To arrive at radical solutions, the Government should provide the requirements of the electricity sector in general, spare parts in particular, because the latter are the most important factors behind the continued outages. Further and above, the necessary funds should be made available. The government should demonstrate seriousness in applying the austerity it declared, which disappeared, by time, in most government agencies.
The government should demonstrate transparency by telling the public about the reality of problems the electricity sector faces. If it does, the citizen will be patient and supportive of radical solutions, even if they come late.

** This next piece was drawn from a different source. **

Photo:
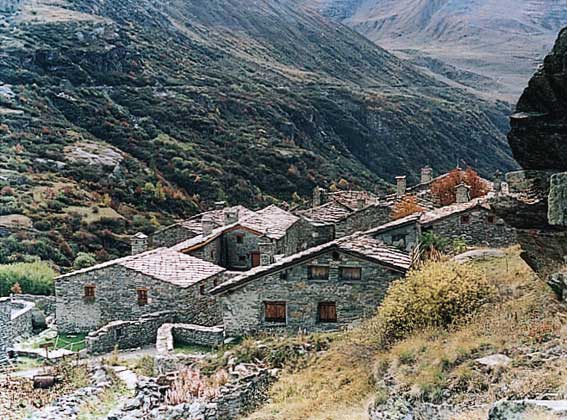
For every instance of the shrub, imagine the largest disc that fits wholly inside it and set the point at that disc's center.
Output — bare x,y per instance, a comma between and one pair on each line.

Writing in the Alsudani (The Sudanese) daily newspaper, Dr. Abdellatif Albooni discussed the possibility of resolving the bread crisis relying on the locally produced wheat and sorghum as the Prime Minister Hamdok said 70% of the country needs would be covered by the locally produced wheat.

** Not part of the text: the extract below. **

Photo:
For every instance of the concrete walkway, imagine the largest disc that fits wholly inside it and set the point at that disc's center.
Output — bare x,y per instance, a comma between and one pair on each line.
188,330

It is my belief that the road towards self-sufficiency in wheat begins with the reduction of wheat imports and, so, the consumption of imported wheat.

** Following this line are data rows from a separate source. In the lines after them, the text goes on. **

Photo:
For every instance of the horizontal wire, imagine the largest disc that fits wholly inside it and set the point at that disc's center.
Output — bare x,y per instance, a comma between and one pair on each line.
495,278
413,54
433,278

The initial step in this bid is the lifting of wheat subsidies. Here the one who wants imported wheat bread can go to the bakery!
But the problem remains for the citizens who got used to subsidized wheat. These would obviously turn to local alternatives. The kisra (sorghum bread) producers can replace tea street vendors. But the problem is that a roll of kisra is more expensive than a loaf of wheat bread. Here we have the paradox that locally produced bread is more expensive than imported bread. That is because the productivity of sorghum is low. Such a problem can be overcome in a single farming season. That is because most of Sudan’s lands can produce sorghum during the rainy season. The matter needs a little bit of technology and inputs that raise the productivity per acre from an average two bags to two tons (twenty bags). This is not fortunetelling. It was proved in the modern rain-fed farms in Gedaref, the Blue Nile and the White Nile districts. If this could happen, the sorghum prices could dwindle too much.
Raising sorghum productivity is the first gateway towards the scraping of the imported wheat bill. Sorghum can thus be a good alternative to wheat: sorghum can be baked in loaves: In addition to the experiment of mixed bread (what and sorghum), we have the food research institute in Shambat here that houses a lot of professors .
The second step could be to raise the production of the locally produced wheat horizontally and vertically. This has now become a reality, in spite of some hindrances. Thirdly: it is possible to raise extracted wheat flour up to 99 percent from the present 76 percent. The result of all these steps will be that we are going to have several types of bread: deluxe bread, commercial bread and popular bread. At that time everybody will become a buyer and there will be no onlookers and the food and import crisis will come to an end for good.
We can even become exporters ( a nation that fails to feed itself will not go forward).
But, my dears, what I am saying will go with the wind. The imported wheat interest groups are far stronger than we are. It is a global, regional, local and very local set up. I imagine them to be sticking their tongues out towards me saying: Soak this talk of yours in water and drink it up!